Your task is to: Choose any three of the “wide” datasets identified in the course Slack channel. (You may use your own dataset; please don’t use my Sample Post dataset, since that was used in your previous assignment!) For each of the three chosen datasets: • Create a .CSV file (or optionally, a MySQL database!) that includes all of the information included in the dataset.

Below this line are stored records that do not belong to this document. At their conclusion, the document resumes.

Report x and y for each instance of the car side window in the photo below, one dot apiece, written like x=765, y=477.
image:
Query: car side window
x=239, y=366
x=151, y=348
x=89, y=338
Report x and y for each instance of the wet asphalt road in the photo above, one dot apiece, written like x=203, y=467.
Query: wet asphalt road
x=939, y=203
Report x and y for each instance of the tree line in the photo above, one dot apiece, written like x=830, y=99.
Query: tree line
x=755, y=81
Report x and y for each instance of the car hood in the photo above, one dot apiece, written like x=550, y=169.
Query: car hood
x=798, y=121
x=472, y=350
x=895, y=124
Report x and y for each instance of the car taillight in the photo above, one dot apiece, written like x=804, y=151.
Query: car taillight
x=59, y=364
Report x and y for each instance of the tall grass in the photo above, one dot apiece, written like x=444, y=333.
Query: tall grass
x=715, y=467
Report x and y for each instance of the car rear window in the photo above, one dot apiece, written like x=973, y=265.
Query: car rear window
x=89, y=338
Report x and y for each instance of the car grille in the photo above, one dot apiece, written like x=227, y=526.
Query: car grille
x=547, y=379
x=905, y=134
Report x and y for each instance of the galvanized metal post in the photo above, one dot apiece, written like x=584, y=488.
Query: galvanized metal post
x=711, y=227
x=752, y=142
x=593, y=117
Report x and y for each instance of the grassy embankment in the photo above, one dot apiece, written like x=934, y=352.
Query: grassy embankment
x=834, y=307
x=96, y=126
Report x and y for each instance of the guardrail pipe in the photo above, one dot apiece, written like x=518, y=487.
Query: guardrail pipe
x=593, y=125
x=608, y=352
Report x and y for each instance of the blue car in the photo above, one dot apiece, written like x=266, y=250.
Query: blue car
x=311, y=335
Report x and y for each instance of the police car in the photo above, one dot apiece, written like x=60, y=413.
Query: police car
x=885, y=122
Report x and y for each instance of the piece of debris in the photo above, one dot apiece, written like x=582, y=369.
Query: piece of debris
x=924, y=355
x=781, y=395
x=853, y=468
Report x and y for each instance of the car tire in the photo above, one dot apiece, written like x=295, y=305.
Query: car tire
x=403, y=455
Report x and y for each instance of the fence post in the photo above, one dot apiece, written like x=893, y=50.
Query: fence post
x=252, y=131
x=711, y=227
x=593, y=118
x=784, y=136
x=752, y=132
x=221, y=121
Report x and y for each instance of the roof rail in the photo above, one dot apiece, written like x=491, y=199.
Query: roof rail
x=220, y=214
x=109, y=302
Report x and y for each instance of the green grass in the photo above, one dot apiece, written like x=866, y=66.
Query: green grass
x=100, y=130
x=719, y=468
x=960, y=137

You’re encouraged to use a “wide” structure similar to how the information appears in the discussion item, so that you can practice tidying and transformations as described below. • Read the information from your .CSV file into R, and use tidyr and dplyr as needed to tidy and transform your data. [Most of your grade will be based on this step!] • Perform the analysis requested in the discussion item. • Your code should be in an R Markdown file, posted to rpubs.com, and should include narrative descriptions of your data cleanup work, analysis, and conclusions.
library(tidyverse)
## ── Attaching core tidyverse packages ──────────────────────── tidyverse 2.0.0 ──
## ✔ dplyr 1.1.2 ✔ readr 2.1.4
## ✔ forcats 1.0.0 ✔ stringr 1.5.0
## ✔ ggplot2 3.4.2 ✔ tibble 3.2.1
## ✔ lubridate 1.9.2 ✔ tidyr 1.3.0
## ✔ purrr 1.0.1
## ── Conflicts ────────────────────────────────────────── tidyverse_conflicts() ──
## ✖ dplyr::filter() masks stats::filter()
## ✖ dplyr::lag() masks stats::lag()
## ℹ Use the conflicted package (<http://conflicted.r-lib.org/>) to force all conflicts to become errors
library(dplyr)
library(lubridate)
library(anytime)
This dataset contains information which compares booking information between a city hotel and a resort hotel.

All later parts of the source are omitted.